Has Saudi Arabia’s Balancing Act Gotten Any Easier?
The recent movements in the oil price complex indicate some deep dislocations between the physical and futures markets and in market expectations about current and future oil market fundamentals. Despite the various supply shocks hitting the oil market, the general deterioration in the geopolitical backdrop and the rise in US-Iran tensions, the Brent price has continued to trade within a very narrow price range since early April 2019. In contrast, time spreads are pointing towards very tight market conditions. In fact, the oil market finds itself in an almost opposite position to the same time last year when futures prices rose sharply in the expectation that market fundamentals would tighten, while the time spreads and physical differentials were pointing towards a well-supplied market. The divergence was eventually resolved in 2018 H2 by flat prices falling sharply.

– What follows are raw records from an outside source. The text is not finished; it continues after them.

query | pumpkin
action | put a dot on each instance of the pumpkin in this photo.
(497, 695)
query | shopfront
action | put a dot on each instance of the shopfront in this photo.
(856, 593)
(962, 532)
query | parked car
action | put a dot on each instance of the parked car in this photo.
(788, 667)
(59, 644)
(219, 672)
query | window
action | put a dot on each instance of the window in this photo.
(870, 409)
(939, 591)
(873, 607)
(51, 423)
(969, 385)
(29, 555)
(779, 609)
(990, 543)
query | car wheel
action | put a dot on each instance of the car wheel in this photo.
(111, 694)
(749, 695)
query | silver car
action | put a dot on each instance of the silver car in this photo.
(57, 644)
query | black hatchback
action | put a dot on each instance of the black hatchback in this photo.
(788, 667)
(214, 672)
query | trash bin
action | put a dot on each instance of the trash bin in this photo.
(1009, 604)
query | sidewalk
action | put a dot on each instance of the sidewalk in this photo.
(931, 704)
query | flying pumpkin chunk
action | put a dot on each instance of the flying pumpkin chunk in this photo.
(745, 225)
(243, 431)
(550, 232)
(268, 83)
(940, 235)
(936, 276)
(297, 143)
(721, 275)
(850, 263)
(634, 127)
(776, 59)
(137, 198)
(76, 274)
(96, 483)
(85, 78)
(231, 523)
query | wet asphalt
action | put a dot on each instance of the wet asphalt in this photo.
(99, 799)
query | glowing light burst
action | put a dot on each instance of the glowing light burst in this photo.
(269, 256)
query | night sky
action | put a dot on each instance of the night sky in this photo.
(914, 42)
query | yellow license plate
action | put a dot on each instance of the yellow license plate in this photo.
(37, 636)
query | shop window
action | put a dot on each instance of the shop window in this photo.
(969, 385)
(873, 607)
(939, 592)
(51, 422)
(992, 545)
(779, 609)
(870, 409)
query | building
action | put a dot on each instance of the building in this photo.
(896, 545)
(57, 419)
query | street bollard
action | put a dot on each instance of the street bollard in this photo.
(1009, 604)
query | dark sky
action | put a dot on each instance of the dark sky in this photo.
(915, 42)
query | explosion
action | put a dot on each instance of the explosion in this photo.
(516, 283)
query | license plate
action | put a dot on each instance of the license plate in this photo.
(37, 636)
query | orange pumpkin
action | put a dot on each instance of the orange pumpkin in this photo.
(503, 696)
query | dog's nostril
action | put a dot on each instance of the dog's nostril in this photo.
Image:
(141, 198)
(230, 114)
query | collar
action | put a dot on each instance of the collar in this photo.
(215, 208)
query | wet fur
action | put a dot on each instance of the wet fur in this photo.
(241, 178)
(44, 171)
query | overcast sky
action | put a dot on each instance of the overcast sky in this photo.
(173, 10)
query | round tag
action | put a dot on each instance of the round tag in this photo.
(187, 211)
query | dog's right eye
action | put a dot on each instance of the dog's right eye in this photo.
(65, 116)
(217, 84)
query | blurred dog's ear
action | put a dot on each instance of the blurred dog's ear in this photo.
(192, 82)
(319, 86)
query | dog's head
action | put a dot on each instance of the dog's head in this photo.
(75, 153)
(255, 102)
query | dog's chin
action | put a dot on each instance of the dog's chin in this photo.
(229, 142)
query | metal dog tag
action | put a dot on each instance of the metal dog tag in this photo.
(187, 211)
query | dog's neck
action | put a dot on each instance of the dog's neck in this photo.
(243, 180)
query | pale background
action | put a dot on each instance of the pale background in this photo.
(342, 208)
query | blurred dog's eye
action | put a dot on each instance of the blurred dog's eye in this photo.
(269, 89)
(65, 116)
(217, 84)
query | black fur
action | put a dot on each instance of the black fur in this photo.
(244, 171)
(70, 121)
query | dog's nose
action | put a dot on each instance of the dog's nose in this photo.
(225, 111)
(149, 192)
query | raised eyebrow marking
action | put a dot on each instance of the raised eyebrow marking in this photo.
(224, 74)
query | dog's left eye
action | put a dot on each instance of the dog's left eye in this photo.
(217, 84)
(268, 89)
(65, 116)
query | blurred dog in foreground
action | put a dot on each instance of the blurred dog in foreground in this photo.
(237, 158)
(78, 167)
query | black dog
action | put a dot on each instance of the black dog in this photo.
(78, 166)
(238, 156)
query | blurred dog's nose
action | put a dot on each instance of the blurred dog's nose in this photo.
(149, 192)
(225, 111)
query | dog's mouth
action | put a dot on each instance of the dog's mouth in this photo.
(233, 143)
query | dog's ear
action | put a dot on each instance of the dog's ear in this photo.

Looking ahead into 2019 H2, the oil market faces the key issue of how this divergence in expectations and the mixed signals from the physical and futures markets will eventually be resolved and, as ever, Saudi Arabia’s output decision will play a key role in shaping market outcomes. In this respect, Saudi Arabia finds itself in a very similar position to last year where it has to make some hard choices and play a balancing act to try to achieve multiple objectives: Not risk pushing the market out of balance causing oil prices to fall, while at the same time preventing prices from getting too high and harming consuming countries and oil demand. Pressures from Russia to ease the supply curb and from the US to keep prices lower are not very different from last year’s, perhaps with one major difference, President Trump may be willing to live with slightly higher oil prices, recognizing that in a low oil price environment, US shale production growth would stall and that his key allies in the Middle East need a higher oil price to maintain government spending. Saudi Arabia would also be sensitive to the dynamics within OPEC+, aiming towards maintaining the deal that it has engineered and reinforcing the message that Saudi Arabia’s oil policy is driven purely by market fundamentals. Saudi Arabia’s deep cuts since December 2018, with current output at levels below its agreed quota, gives the Kingdom some flexibility to increase output without exiting the deal. But, as in 2018, this balancing act is hard to maintain given the wide uncertainties engulfing the market.